A backboard shattering (also known as backboard breaking or backboard smash) is an accident or stunt in basketball. It occurs when a player performs a slam dunk with sufficient force to shatter or otherwise destroy the tempered glass of the backboard, often causing the hoop to break off as well. The game is usually canceled or delayed, and the act incurs a foul for the offending player and costs of cleanup and replacement. Shattering a backboard can be dangerous, sending small pieces of the backboard glass flying, potentially injuring players, sideline press personnel, referees, or spectators. In the National Basketball Association (NBA), shattering a backboard during a game is penalized with a "non-unsportsmanlike" technical foul and a possible fine towards the player. The player may not be ejected, nor shall the foul count towards a player's total towards either ejection or suspension. The referee also has latitude to waive the foul, if it is determined the shattering was accidental because of a defect in the backboard or its structure, the board was broken during a rebound of the ball from a jump shot, or the player had no intentions to dunk with force.

Throughout the history of basketball, there have always been athletes with the size and strength to dunk through rims. However, the first recorded NBA player to shatter a backboard, Chuck Connors, did not do so with a dunk. When playing for the Boston Celtics in 1946, Connors took a set shot during a pregame warmup, hitting the front of the rim. Because an arena worker had failed to place a protective piece between the rim and the backboard, the backboard shattered. The all-star power forward Gus Johnson of the Baltimore Bullets became famous as a backboard breaker in the NBA, shattering three during his career in the 1960s and early 1970s. In the American Basketball Association (ABA), Charlie Hentz shattered two backboards in the same game on November 6, 1970, resulting in said game being canceled. Arthur Ehrat's invention of a spring-loaded breakaway rim led to the return of the dunk in college basketball.

An often-cited game with a backboard smash was on August 26, 1985, when Michael Jordan dunked so hard during a Nike exhibition game in Trieste that the backboard was completely broken. The signed jersey and shoes (including one of the tiny shards of glass in the sole of the left shoe) that Jordan wore during this famous game were later auctioned. The moment the glass was broken was filmed and is often cited around the world as a particularly important milestone in Jordan's rise.

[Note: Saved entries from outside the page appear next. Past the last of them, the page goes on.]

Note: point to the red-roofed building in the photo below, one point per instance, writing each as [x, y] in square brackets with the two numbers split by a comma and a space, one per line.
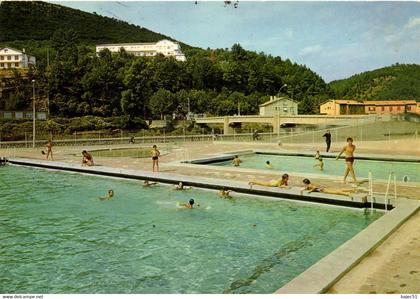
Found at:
[349, 107]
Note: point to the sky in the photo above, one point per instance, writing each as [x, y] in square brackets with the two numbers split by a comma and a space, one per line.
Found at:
[334, 39]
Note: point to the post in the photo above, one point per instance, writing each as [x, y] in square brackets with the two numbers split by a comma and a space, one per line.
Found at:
[33, 114]
[395, 187]
[371, 192]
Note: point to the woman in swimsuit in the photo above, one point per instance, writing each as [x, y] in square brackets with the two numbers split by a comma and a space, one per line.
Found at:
[155, 158]
[324, 189]
[281, 183]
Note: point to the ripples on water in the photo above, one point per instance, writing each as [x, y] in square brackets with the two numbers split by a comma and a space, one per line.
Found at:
[57, 237]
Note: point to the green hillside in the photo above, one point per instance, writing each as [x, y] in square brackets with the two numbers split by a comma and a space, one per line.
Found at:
[396, 82]
[37, 21]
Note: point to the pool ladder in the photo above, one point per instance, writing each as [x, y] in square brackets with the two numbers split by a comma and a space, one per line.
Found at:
[386, 200]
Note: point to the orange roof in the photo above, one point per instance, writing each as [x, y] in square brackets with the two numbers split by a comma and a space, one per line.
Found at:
[378, 103]
[387, 103]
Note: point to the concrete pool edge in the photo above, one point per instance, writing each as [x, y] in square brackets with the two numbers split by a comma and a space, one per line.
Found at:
[322, 275]
[207, 183]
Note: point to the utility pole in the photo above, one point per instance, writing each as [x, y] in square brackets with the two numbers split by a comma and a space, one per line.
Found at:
[33, 114]
[48, 91]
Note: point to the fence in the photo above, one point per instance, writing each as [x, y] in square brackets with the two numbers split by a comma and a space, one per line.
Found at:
[381, 130]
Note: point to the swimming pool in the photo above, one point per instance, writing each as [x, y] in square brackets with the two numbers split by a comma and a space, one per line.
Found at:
[58, 237]
[289, 163]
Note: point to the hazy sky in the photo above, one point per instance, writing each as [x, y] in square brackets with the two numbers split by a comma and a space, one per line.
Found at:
[335, 39]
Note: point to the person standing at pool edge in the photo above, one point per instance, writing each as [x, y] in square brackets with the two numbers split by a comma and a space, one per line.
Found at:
[87, 159]
[155, 158]
[327, 140]
[349, 152]
[49, 146]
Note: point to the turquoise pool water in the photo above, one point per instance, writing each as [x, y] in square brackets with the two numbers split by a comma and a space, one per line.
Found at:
[56, 236]
[379, 169]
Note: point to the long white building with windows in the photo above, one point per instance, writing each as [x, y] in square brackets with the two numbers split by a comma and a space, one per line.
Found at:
[14, 59]
[164, 47]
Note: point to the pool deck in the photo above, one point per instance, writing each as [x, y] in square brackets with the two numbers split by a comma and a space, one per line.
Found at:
[398, 253]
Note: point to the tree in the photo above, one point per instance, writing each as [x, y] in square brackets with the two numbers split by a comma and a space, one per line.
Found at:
[162, 102]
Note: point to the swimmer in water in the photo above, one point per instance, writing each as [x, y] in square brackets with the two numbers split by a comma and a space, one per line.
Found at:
[224, 193]
[324, 189]
[148, 183]
[109, 196]
[188, 205]
[181, 186]
[236, 161]
[283, 182]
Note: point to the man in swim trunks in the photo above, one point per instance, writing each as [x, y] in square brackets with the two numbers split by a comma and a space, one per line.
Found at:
[224, 193]
[155, 158]
[188, 205]
[281, 183]
[324, 189]
[49, 146]
[109, 196]
[87, 159]
[348, 150]
[236, 161]
[327, 140]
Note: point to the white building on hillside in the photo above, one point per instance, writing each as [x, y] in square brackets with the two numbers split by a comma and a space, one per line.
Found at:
[165, 47]
[279, 106]
[11, 58]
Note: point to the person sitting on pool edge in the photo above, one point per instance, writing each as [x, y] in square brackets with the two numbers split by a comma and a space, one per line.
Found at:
[87, 159]
[283, 182]
[236, 161]
[147, 183]
[188, 205]
[109, 196]
[224, 193]
[320, 164]
[324, 189]
[181, 186]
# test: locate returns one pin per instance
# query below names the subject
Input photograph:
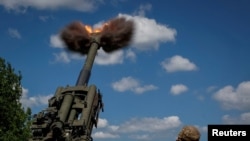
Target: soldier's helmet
(189, 133)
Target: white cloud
(104, 58)
(178, 63)
(14, 33)
(148, 33)
(56, 41)
(234, 98)
(61, 57)
(31, 101)
(103, 135)
(149, 124)
(102, 123)
(45, 18)
(130, 55)
(142, 9)
(244, 118)
(79, 5)
(178, 89)
(139, 128)
(131, 84)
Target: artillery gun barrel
(86, 70)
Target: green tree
(14, 120)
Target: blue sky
(188, 63)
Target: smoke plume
(115, 34)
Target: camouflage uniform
(189, 133)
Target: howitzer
(72, 111)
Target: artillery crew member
(189, 133)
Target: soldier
(189, 133)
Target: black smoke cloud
(116, 34)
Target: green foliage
(14, 120)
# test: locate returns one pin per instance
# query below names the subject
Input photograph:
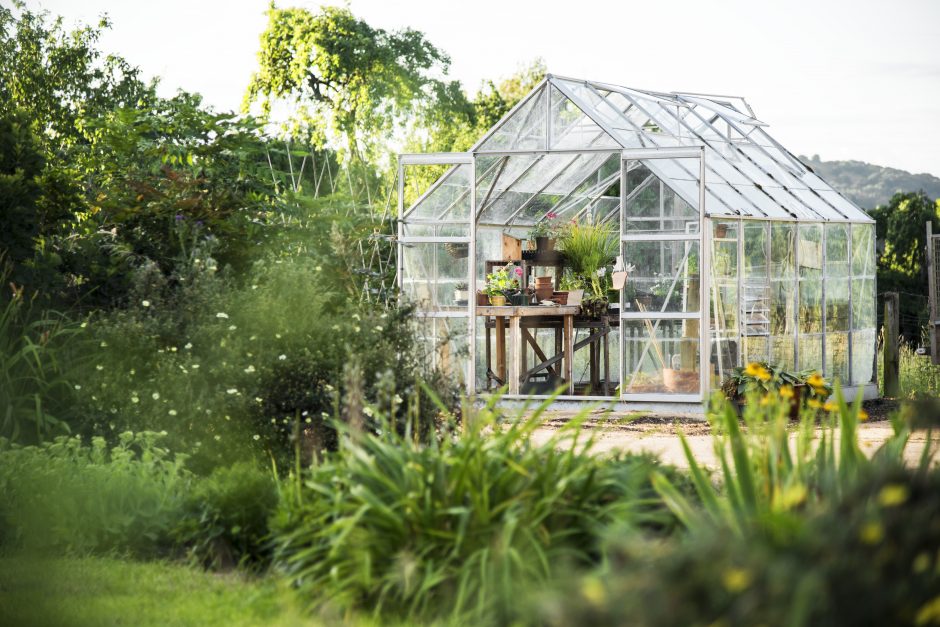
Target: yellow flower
(736, 579)
(892, 495)
(816, 380)
(756, 370)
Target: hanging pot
(545, 244)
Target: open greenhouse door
(663, 319)
(435, 247)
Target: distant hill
(871, 185)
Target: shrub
(868, 556)
(461, 525)
(225, 517)
(66, 496)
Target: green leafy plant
(460, 525)
(503, 281)
(590, 250)
(768, 378)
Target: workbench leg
(569, 352)
(515, 339)
(607, 360)
(501, 348)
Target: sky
(843, 79)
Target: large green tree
(344, 79)
(901, 226)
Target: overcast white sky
(847, 79)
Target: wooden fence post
(892, 355)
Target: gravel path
(656, 433)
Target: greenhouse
(632, 245)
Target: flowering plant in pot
(546, 231)
(503, 283)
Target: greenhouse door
(435, 246)
(661, 312)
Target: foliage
(761, 376)
(37, 365)
(503, 281)
(591, 249)
(461, 525)
(67, 496)
(224, 520)
(763, 473)
(109, 591)
(865, 556)
(346, 77)
(902, 267)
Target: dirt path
(656, 434)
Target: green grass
(99, 592)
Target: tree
(901, 225)
(346, 79)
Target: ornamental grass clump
(460, 527)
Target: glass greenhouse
(735, 251)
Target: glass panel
(837, 357)
(525, 130)
(428, 196)
(571, 128)
(810, 314)
(756, 280)
(863, 250)
(837, 305)
(432, 272)
(837, 250)
(781, 307)
(810, 353)
(665, 276)
(652, 205)
(781, 350)
(863, 356)
(863, 303)
(810, 255)
(781, 250)
(660, 356)
(445, 340)
(756, 348)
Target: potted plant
(502, 283)
(590, 250)
(545, 231)
(461, 294)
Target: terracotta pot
(545, 244)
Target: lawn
(99, 592)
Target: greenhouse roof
(560, 139)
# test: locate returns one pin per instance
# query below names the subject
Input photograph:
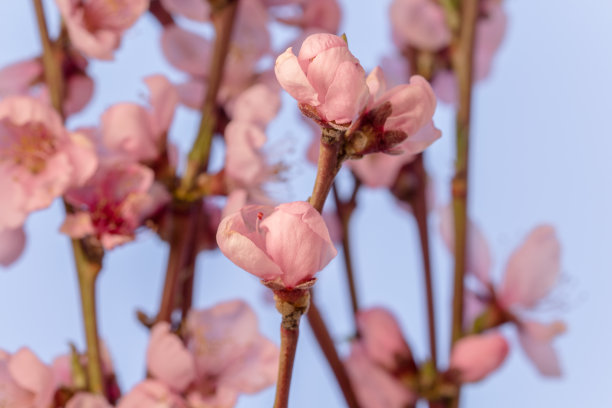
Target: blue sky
(541, 153)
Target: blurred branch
(87, 256)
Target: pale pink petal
(168, 360)
(375, 387)
(536, 340)
(187, 51)
(79, 91)
(78, 225)
(293, 79)
(12, 243)
(196, 10)
(87, 400)
(477, 356)
(533, 269)
(382, 337)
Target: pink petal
(187, 51)
(477, 356)
(533, 269)
(12, 243)
(233, 238)
(87, 400)
(293, 79)
(536, 340)
(196, 10)
(382, 337)
(298, 241)
(168, 360)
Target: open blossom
(25, 381)
(96, 26)
(325, 78)
(135, 132)
(531, 273)
(222, 355)
(286, 244)
(377, 361)
(39, 158)
(476, 356)
(114, 203)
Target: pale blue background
(541, 153)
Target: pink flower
(196, 10)
(114, 203)
(12, 243)
(96, 26)
(287, 244)
(378, 360)
(135, 132)
(39, 159)
(475, 357)
(87, 400)
(25, 381)
(151, 393)
(420, 24)
(531, 273)
(223, 355)
(325, 77)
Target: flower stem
(344, 211)
(419, 207)
(87, 257)
(289, 338)
(463, 67)
(223, 20)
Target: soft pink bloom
(326, 77)
(376, 387)
(223, 355)
(25, 381)
(196, 10)
(314, 14)
(134, 131)
(287, 244)
(87, 400)
(382, 339)
(12, 243)
(477, 356)
(114, 203)
(151, 393)
(96, 26)
(420, 24)
(39, 158)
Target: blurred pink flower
(151, 393)
(379, 357)
(287, 244)
(96, 26)
(325, 77)
(136, 133)
(25, 381)
(420, 24)
(114, 203)
(39, 159)
(223, 355)
(12, 243)
(477, 356)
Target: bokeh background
(541, 152)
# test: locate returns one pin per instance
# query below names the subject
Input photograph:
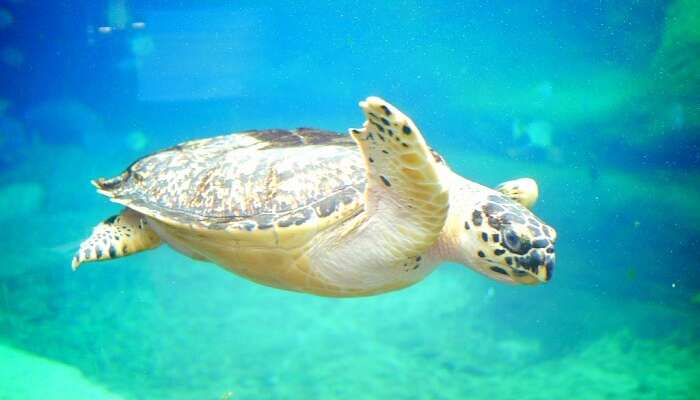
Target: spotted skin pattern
(117, 236)
(512, 235)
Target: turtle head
(505, 241)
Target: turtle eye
(511, 239)
(513, 242)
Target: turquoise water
(599, 103)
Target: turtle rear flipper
(117, 236)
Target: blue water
(599, 102)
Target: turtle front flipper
(523, 191)
(117, 236)
(403, 181)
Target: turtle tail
(117, 236)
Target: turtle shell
(247, 182)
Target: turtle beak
(536, 267)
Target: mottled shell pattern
(246, 182)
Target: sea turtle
(324, 213)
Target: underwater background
(598, 101)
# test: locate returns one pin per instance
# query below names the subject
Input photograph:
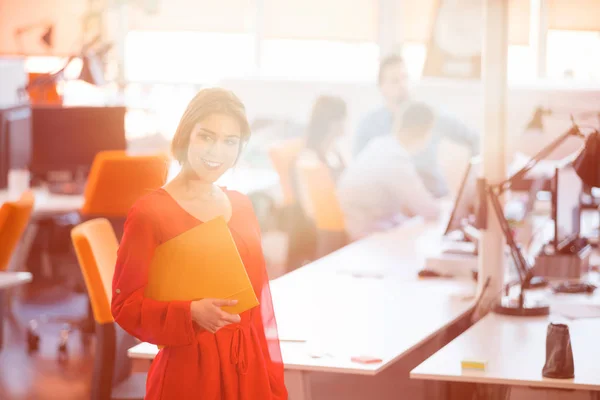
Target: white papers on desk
(576, 311)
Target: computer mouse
(574, 287)
(428, 273)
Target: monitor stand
(456, 257)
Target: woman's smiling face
(215, 143)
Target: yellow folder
(201, 263)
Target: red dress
(241, 361)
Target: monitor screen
(566, 204)
(465, 205)
(18, 129)
(15, 140)
(68, 138)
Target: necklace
(209, 195)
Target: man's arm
(409, 191)
(375, 124)
(457, 131)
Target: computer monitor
(567, 188)
(66, 139)
(15, 140)
(465, 205)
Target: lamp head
(587, 163)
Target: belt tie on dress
(239, 353)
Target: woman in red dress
(208, 354)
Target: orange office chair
(321, 203)
(117, 180)
(14, 218)
(96, 247)
(282, 157)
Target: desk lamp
(587, 167)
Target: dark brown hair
(388, 62)
(206, 102)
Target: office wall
(293, 100)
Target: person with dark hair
(393, 85)
(325, 126)
(208, 353)
(382, 187)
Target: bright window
(573, 55)
(319, 60)
(188, 57)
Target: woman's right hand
(207, 314)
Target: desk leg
(298, 385)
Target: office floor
(41, 376)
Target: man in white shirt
(382, 187)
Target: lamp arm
(521, 263)
(542, 154)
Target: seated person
(325, 126)
(394, 88)
(382, 187)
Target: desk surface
(47, 203)
(515, 351)
(244, 180)
(364, 299)
(10, 279)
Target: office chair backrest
(96, 249)
(319, 190)
(14, 218)
(282, 156)
(117, 180)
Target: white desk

Darryl Dawkins and Shaquille O'Neal gained notoriety for shattering backboards during their careers; Dawkins' incidents are credited for being the impetus for the research and introduction of breakaway rims throughout the sport, while O'Neal dunked with enough force to break the harnesses holding two backboards during games against the New Jersey Nets and Phoenix Suns in the 1992–93 NBA season. The following year, backboards had strengthened steel braces and increased stability to prevent the hoop from falling down. A technical foul for purposive backboard shattering, differentiating from an accidental shatter by the determination of intent, was also introduced.

Most venues with ceiling-mounted backboards and older backstops have their rings attached directly to the glass. Modern FIBA Level 1 competition units (as used in NCAA, NBA, Euroleague and FIBA competitions) use a direct-mount system, where the basket ring is attached to a metal beam, with a hole in the backboard where the beam is connected to the unit. On such a system, stress from a dunk is distributed to the beam to the entire unit (as seen in O'Neal's dunk in Phoenix). On a four-corner mount, the glass still bears stress from a dunking player, which leads to shattering the backboard. The switch to a direct-mount system and the higher standards for backboard stability imposed by the NBA and later FIBA, including a 2020 rule change requiring the retirement of the entire goal stanchion eight years after the original date of manufacture, have made backboard shattering impossible at major level competition. Some competitions have expanded it further into mandating a specification backstop, including high school and college sanctioning bodies. For example, the Euroleague bylaws require a specification backstop from Spalding, which also supplies the league's game balls.